D.C. Outlines Case In Defense of Gun Ban
When District lawyers face the Supreme Court in March to defend the city's ban on handguns, they'll not only be fighting to save a local policy -- they'll also be asking the court to decide whether the Second Amendment protects gun ownership in an individual capacity or only under the auspices of a state-run militia.
Last Friday the District submitted its brief to the court, laying out in 79 pages why the District needs the ban and why the ban is consistent with a historical reading of the Second Amendment. "The primary concerns that animated those who supported the Second Amendment were that a federal standing army would prove tyrannical and that the power given to the federal government in the Constitution's Militia Clauses could enable it only to federalize, but also to disarm state militias," reads the brief. "There is no suggestion that the need to protect private uses of weapons against federal intrusion ever animated the adoption of the Second Amendment." The brief also argues that in allowing residents to own rifles and shotguns, the city's gun laws are no more restrictive than other reasonable limits on other constitutional rights that the court has allowed. It similarly claims that the Second Amendment only applies to federal legislation; states are allowed to restrict gun ownership.

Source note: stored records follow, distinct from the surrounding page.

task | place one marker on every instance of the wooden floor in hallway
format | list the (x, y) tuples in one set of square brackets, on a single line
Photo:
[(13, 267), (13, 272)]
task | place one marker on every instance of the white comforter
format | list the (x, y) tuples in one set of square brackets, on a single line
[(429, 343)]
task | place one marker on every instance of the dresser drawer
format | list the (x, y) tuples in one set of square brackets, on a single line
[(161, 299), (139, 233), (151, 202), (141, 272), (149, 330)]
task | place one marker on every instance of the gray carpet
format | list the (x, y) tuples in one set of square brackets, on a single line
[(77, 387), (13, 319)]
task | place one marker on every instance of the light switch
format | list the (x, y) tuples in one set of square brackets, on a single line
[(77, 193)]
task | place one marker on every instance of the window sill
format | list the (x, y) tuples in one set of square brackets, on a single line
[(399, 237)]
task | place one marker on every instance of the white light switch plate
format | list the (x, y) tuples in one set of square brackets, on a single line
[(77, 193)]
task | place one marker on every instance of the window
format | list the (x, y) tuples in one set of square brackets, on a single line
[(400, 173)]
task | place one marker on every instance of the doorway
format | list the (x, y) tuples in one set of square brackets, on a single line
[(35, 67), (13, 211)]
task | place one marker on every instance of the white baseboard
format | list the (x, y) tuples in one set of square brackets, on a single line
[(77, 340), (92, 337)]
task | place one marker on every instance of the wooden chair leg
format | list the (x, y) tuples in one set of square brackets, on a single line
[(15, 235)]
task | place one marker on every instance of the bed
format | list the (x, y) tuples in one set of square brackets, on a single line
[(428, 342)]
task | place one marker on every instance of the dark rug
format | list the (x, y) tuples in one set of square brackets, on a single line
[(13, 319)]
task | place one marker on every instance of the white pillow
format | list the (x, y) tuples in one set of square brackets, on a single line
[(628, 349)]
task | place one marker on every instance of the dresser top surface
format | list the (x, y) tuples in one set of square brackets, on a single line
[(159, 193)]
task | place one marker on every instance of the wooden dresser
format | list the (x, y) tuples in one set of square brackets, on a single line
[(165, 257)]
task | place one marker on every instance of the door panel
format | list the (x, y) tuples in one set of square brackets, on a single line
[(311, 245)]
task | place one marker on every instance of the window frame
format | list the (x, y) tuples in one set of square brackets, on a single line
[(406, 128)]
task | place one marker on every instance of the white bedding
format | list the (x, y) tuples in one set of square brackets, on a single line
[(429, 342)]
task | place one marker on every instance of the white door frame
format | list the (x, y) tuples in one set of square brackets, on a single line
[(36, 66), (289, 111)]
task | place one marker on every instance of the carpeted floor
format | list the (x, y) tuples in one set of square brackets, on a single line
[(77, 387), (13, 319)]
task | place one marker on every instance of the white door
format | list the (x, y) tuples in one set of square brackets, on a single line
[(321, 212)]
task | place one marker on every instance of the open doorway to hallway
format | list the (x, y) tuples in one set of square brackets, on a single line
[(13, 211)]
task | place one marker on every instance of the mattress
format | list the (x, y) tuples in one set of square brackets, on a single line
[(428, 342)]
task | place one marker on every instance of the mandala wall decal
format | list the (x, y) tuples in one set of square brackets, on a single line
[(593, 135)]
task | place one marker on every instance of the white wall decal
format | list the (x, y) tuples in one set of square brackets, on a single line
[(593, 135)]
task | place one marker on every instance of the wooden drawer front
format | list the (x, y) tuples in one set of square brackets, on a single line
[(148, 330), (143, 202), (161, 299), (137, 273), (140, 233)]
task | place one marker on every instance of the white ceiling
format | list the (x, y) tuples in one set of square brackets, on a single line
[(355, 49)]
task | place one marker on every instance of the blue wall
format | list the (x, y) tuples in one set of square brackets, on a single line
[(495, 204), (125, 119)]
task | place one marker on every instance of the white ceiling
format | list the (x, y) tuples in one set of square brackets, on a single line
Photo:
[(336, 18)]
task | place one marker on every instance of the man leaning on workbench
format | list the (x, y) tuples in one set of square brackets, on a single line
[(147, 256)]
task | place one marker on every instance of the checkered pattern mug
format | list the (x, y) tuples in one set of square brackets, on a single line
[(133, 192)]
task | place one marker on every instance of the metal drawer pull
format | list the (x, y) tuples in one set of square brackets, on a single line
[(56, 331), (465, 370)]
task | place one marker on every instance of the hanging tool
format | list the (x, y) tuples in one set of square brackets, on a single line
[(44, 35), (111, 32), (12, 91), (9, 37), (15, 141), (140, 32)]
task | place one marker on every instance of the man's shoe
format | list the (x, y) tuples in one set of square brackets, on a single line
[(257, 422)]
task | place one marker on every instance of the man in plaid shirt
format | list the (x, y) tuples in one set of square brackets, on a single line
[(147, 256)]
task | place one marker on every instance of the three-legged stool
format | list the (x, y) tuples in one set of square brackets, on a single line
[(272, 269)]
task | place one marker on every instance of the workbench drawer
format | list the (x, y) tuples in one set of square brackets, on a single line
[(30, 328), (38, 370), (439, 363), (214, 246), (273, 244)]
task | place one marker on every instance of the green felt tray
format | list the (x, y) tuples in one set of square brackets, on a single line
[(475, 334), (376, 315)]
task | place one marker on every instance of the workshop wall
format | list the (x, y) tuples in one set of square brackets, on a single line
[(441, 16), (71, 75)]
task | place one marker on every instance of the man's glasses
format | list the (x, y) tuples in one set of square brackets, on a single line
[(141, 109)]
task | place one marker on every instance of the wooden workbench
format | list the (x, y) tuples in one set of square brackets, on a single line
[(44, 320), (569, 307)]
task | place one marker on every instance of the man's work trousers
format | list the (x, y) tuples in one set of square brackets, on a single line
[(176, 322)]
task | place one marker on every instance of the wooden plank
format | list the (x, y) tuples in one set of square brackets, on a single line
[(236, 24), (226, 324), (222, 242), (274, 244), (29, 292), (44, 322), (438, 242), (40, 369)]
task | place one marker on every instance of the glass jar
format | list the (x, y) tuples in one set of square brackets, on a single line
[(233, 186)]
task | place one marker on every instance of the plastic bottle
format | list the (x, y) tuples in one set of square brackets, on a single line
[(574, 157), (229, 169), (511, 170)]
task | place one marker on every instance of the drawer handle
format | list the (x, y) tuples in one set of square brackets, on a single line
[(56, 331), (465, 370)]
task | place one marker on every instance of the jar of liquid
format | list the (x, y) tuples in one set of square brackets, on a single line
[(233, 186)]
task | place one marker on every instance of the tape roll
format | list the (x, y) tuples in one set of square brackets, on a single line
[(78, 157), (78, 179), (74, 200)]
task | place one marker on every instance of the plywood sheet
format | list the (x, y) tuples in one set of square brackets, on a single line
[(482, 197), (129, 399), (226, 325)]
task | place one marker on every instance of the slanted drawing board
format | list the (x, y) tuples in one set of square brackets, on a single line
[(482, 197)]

Unlike past filings and arguments, the brief is a substantial and impressive work of historical and legal analysis. While the city originally seemed to focus its case on more practical matters -- it hoped to tug at the hearts of justices who are surely aware of the city's violent past and continuing struggles with crime -- the arguments presented to the court take aim at the idea that the Second Amendment was written to protect an individual's right to own a gun and that that right is absolute.
Of course, we expect the conservative wing of the court, led by the acerbic Antonin Scalia, will try and pick apart both the District's historical argument and its contention that limiting handgun ownership actually helps limit crime rather than leaving residents without the means to protect themselves from it. It should be difficult, though, for the court to disagree that like many other rights written into the Constitution, certain restrictions on gun ownership are permissible.
We've long been concerned that the gun ban hasn't helped reduce violent crime in the District -- if anything, it has ensured that criminals, not citizens, are the ones who are armed. But the brief makes a passionate and well-argued case for why the ban should be upheld, and, more broadly, why reasonable restrictions on gun ownerships in urban environments are necessary. Even if the court decides that the city's historical interpretation of the Second Amendment is wrong, it may still agree that the right to gun ownership is not absolute. And in that, the city will get as close to a victory as it could hope for.